Se o Papa Francisco não desprezava o Ocidente, talvez fosse um adepto do terceiromundismo de viés sul-americano, um legado da aversão aos “gringos” e seus interesses mesquinhos em um continente onde as diferenças entre ricos e pobres são mais brutais, visíveis e flagrantes? O continente dos “igalados”, uma palavra colombiana depreciativa que indica aqueles que lutam desesperadamente e quase sempre sem sucesso contra a desigualdade pessoal. Cabe se perguntar de que outra forma poderia ser depois de ter nascido, crescido e se tornado padre em uma cidade, Buenos Aires, onde a pobreza é uma vida sem promessa, sem saídas? Mas será que o terceiro-mundismo ainda existe quando a Índia e o Brasil são agora os novos gigantes econômicos e políticos, e são os golpistas sahelianos que acabaram com o eterno colonialismo da Republique e aboliram o francês, substituindo-o por línguas africanas? Parece estranho que ninguém tenha acusado Francisco de ter sido, quem sabe, um papa peronista (ou mais modernamente: populista) que aperfeiçoou, com seu carisma global, a antiga habilidade da Igreja Católica de ser a socorrista da história sem mudá-la, prometendo aos pobres a recompensa futura para que continuem a praticar a arte de ser pobres com paciência interminável.
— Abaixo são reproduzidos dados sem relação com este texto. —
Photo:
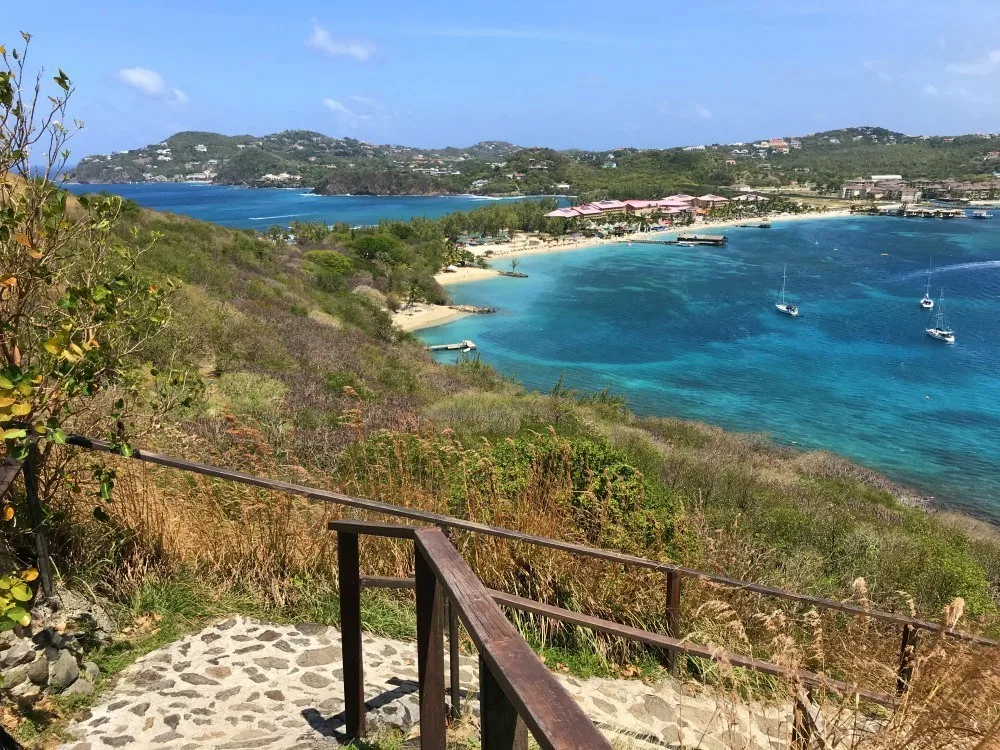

No entanto, há alguma verdade nisso: quem são os humildes, os últimos, os pobres a quem esse Papa dedicou metodicamente sua palavra? Povo indiferenciado e sem classes, os pobres da Idade Média rebatizados de periferias do mundo, uma definição sugestiva, mas, em última análise, vazia, para além da vã solicitude e pietismo social.
Desde 2010, essas periferias do mundo vêm somando revolta a revolta sem, infelizmente, jamais conseguir construir uma verdadeira revolução. Esse era o problema que Bergoglio nunca enfrentou, exceto em termos de “ternura de Deus”. Mas será que a ternura é suficiente para uma história forçada a se render pela enésima vez aos terríveis precipícios da destruição? Não faltaram palavras, o sentido educado de um não esquecimento, palavras que se isolam uma espécie de vazio. Faltaram atos que, no fim das contas, são a única coisa que realmente conta: estar na Síria enquanto homens, e cristãos!, eram ameaçados e mortos por outros homens que, desumanizados pelo fanatismo, colocavam a máscara de Deus em seus rostos para matar. Estar na Ucrânia e na Rússia, fisicamente, não com as palavras do domingo, fisicamente perto dos mártires das trincheiras imolados pela loucura comum de seus líderes.
Aqui está: as três derrotas do Papa: a guerra, os migrantes e a China, o antigo sonho missionário de jesuítas como ele. A guerra, o escândalo dos escândalos, se eterniza, vai rezando seus piedosos rosários, se mistura incessantemente com lágrimas, silêncios abismais, mudez desesperada. Os migrantes são uma causa perdida. A China permanece em obstinado silêncio.